Transitioning to suspense feels like a natural and important progression for me, and I am deeply grateful to Thomas & Mercer, and specifically to my editor, Liz Pearsons, for giving me this chance to explore a new genre.


Q: The novel takes place in New Mexico—can you say more about how important setting is for you in your writing?


A: In Hollow Beasts, setting is everything for me. The land that Jodi has returned home to, in order to protect it, is nothing more and nothing less than the goddess of Mother Earth. Madre Tierra. This is the physical and cultural land that made her who she is, one of the last great wild places in the United States, a land and culture that are both under siege from capitalist development, climate change, overconsumption, and colonialist exploitation.


Rural northern New Mexico is a real place, but it’s also highly symbolic of all the important and good things that we’ve forgotten as a society, a microcosm for those of us who are trying mightily to stop our species from making our planet uninhabitable for ourselves and most other living things in the name of consumerism and materialism. The setting is beautiful, but fragile. Like our earth. Like us.

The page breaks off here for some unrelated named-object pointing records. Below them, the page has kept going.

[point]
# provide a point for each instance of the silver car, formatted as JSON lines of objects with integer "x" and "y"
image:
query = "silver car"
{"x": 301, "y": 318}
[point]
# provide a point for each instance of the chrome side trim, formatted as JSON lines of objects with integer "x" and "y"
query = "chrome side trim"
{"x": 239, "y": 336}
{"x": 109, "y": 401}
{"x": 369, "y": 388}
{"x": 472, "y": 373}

Q: How was the book's title chosen, and what does it signify for you?


A: The title was chosen as a double entendre. The bad guys in the book are domestic terrorists, hiding out in the national forest, poaching wildlife, and, horrifically, kidnapping brown women, hunting them like animals as a sort of test of loyalty, to gain entry to the group.

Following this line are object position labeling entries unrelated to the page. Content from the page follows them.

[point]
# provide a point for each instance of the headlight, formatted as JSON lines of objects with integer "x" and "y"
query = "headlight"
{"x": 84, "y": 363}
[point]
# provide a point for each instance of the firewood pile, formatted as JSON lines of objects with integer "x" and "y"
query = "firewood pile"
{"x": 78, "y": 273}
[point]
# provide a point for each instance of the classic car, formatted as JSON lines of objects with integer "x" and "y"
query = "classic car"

They are camped out in a literal hollow, where beasts, namely Mexican gray wolves, are known to live, and the group leader is obsessed with killing these endangered animals. So, the hollow beasts are the wolves, as beasts, in the best sense, who live in the hollow. But it also refers to the terrorists themselves, as beasts in the worst sense of the word, and spiritually hollow, without empathy.


Q: What are you working on now?


A: I’m working on three things at the moment. I’m finishing up edits on the Jodi Luna book two, called Blood Mountain.


I just finished writing my first stage musical (my undergraduate degree is in music, from Berklee College of Music in Boston) for Urban Theater, a Puerto Rican Theater in Chicago, and we are about to begin workshopping that. I wrote the libretto and the songs, both.


And I’m cobbling together a stand-alone suspense novel unrelated to the Jodi Luna series, set in Patagonia, which, after northern New Mexico, is my favorite place on earth.


Q: Anything else we should know?


A: Yes! I’m excited to announce actress and producer Gina Torres has reached out to say she wants to make Jodi Luna into a TV series. It is going to be so amazing to see a strong woman of color and a woman of middle age in that fierce western hero role, on the screen.


New Mexico has great film incentives and often stands in as other places - for instance, Longmire was shot entirely in New Mexico as a stand-in for Wyoming. It will be wonderful to finally see New Mexico proudly playing itself, with heroes who actually look like the people who live here.


Also, the National Hispanic Cultural Center has selected Hollow Beasts for its prestigious book club, for April 2023. All good things!